I woke up alone. The lamp was off. The light filtering in through the window told me it wasn’t quite dawn. The apartment felt even more quiet than normal without Jace in the bed next to me.

I lay still for a long minute and listened to the building.

He wasn't downstairs. The barn was the kind of structure where I could hear him moving in it through the floorboards. The horses were settled. No boots, no cinch buckles, no kettle. Just the small sounds of the building waking up around me without him in it.

I'd known he would go. We hadn't talked about it, but we hadn't needed to. Rory had been at her friend’s house and Jace was the kind of father who would be in the house when his daughter came through the door, no exceptions. He'd left after I’d fallen asleep. That was the version of leaving I could understand. It was the version he could give without having to negotiate with me about it.

It still felt different in the morning than it had felt the night before.

I sat up and pulled the comforter around my shoulders and looked at the empty side of the bed.

Last night had been the most vulnerable I’d been with anyone in almost a decade. I’d asked for everything. He’d given it. He’d told me he was shaking because it had been four years and because he wanted to memorize how I looked. I’d believed him. I still believed him. That wasn't the problem.

The problem was the empty side of the bed in the grey morning light.

I knew this feeling. I'd had this feeling in a hundred apartments and rentals and motel rooms in a dozen states for fifteen years. The feeling of waking up in a space that had been temporarily mine and realizing that part of the trip was over. The part where I packed up was the next thing.

I had been waking up to this feeling my entire adult life. It was practically a reflex.

The reflex didn’t care that this time was different. The reflex didn’t give a shit that the man left because he had a fifteen-year-old daughter coming home and a Father's Day to run, not because he didn't want to wake up next to me. The reflex just identified the pattern: empty room, grey light, used bed.

I got up.

I pulled on jeans and a t-shirt because I couldn't make decisions in a comforter. I made coffee on the two-burner because I couldn't make decisions without coffee. I stood at the window with the mug warming my hands and looked out at the paddock and tried to talk myself out of what I already knew I was going to do.

It didn't work.

Half an hour later, I pulled the larger duffel out from under the bed.
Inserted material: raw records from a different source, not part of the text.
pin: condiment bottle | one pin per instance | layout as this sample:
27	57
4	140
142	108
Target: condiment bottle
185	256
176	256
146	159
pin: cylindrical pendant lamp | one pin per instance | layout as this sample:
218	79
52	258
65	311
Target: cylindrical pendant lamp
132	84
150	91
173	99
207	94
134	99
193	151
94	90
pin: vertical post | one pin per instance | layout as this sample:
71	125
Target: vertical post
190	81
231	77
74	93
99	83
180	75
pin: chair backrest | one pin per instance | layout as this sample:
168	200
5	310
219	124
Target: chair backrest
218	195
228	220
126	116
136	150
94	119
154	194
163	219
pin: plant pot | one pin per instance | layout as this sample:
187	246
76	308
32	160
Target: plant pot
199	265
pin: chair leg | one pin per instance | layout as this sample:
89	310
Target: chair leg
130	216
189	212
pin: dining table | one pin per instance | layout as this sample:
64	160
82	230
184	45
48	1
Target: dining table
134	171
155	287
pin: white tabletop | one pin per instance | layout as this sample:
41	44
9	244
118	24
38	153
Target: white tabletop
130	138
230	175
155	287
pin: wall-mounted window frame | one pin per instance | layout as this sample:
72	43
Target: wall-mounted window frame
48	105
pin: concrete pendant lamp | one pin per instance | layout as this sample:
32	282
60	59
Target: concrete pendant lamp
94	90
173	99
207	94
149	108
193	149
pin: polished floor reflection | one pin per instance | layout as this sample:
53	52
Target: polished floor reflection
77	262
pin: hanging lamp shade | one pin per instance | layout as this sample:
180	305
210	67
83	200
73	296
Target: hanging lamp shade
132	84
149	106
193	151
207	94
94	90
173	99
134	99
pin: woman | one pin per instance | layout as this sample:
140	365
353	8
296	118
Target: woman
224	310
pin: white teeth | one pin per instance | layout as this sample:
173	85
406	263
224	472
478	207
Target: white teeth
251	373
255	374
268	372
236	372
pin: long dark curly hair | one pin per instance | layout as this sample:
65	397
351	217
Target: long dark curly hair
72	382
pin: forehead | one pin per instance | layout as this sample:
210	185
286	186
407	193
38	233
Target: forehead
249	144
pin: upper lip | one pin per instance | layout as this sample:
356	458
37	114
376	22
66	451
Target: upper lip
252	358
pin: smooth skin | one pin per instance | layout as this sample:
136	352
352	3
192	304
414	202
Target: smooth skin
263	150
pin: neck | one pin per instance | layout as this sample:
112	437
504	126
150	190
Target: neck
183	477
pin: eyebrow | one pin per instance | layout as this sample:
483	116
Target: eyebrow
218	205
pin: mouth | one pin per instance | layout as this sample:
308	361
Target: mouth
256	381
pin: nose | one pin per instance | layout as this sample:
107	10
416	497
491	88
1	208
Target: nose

The smaller one was already half-packed. I'd never really unpacked it. I'd lived in this apartment for weeks and the smaller bag had been sitting open on the chair by the window the entire time, ready to go, like the rest of me. That was the version of myself I was waking up to this morning. The one who had never actually moved in.

I told myself I wasn't leaving. I was getting ready just in case. The way I always was.

I folded a flannel and set it in the bag.

This was the right call. I'd said what I said to Jace yesterday because it was true. He couldn't keep drawing me into the center of his family and then building a wall down the middle of it. Rory had already started to depend on me. I'd seen it in the way she angled her body toward me when she showed me shots, the way she'd started saving questions for later, assuming there'd be a later with me in it.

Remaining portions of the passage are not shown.